Em meio a uma série de questionamentos e ataques de parlamentares aos direitos reprodutivos, após o voto favorável de Rosa Weber à ADPF 442 no Supremo Tribunal Federal (STF), que pede a descriminalização da interrupção da gravidez até a 12ª semana, movimentos feministas organizaram um seminário para debater o tema no Congresso Nacional em 28 de setembro, dia que marca a Luta Pela Descriminalização e Legalização do Aborto na América Latina e Caribe.

O seminário “Desafios da Frente Parlamentar Feminista Antirracista com participação popular” reuniu ativistas dos movimentos feministas e de organizações da sociedade civil de todo o Brasil para debater as principais questões relacionadas ao direito das mulheres e a relação com a atuação do Legislativo Nacional.

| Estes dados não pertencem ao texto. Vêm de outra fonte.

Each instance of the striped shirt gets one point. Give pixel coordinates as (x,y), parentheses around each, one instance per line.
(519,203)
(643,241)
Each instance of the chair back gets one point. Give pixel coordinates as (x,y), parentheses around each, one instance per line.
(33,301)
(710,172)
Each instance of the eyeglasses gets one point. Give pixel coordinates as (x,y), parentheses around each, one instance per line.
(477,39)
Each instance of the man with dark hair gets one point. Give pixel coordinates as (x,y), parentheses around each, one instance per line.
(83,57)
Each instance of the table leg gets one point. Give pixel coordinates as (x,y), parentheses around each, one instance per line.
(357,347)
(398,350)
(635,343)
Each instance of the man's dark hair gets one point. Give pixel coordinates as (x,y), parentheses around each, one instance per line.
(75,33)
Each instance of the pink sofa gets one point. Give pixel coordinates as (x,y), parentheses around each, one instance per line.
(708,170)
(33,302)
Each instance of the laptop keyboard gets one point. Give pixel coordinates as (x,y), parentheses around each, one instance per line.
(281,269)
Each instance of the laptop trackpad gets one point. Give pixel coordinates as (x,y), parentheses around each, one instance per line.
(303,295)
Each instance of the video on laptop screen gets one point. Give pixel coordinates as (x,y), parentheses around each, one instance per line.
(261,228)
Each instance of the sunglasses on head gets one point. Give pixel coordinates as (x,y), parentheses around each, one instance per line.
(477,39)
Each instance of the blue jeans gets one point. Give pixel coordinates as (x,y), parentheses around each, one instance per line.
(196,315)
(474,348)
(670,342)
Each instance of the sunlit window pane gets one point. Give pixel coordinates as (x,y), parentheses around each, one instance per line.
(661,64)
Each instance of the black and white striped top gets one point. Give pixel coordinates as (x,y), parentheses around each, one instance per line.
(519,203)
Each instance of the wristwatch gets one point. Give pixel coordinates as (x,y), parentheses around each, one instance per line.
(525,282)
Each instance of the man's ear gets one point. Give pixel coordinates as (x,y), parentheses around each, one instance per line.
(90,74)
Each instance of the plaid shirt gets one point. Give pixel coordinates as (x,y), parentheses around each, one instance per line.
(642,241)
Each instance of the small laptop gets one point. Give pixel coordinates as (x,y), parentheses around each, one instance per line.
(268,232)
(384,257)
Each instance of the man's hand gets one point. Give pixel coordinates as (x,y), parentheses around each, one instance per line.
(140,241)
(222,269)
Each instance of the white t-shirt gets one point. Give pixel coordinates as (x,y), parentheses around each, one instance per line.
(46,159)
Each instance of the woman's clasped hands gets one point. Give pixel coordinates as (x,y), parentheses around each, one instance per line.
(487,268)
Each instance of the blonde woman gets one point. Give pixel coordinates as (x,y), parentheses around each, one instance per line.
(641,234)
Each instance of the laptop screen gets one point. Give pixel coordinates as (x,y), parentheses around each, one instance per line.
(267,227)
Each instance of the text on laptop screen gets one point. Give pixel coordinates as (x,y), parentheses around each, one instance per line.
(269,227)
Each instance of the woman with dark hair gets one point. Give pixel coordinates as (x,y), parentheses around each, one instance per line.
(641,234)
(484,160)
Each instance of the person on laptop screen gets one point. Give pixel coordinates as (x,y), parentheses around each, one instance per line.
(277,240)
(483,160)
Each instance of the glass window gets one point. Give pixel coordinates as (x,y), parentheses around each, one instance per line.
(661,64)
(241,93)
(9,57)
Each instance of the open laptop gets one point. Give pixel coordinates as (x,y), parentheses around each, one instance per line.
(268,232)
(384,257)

Foram realizadas três mesas de debate: “A agenda democrática para as mulheres brasileiras”; “(In)justiças reprodutivas: quem tem o direito de gestar no Brasil?”; e “Violência política e de gênero: misoginia e racismo no Congresso Nacional”.

Movimentos_feministas_levam_maré_verde_para_dentro_do_Congresso_Nacional_
Crédito: Juliana Duarte.

Ingrid Farias, da Rede Nacional de Feministas Antiproibicionistas (Renfa), destacou que a Frente Parlamentar Feminista Antirracista com Participação Popular é uma iniciativa inovadora, sem precedentes em qualquer parte do mundo. “É a primeira experiência na América Latina de uma frente que é composta por parlamentares e pela sociedade civil. Ela foi estabelecida há quatro anos como o instrumento desta casa que reconhece que as mulheres que estão aqui, eleitas, têm o papel de fortalecimento da democracia, da mesma forma que também é um papel dos movimentos sociais”, explicou Farias.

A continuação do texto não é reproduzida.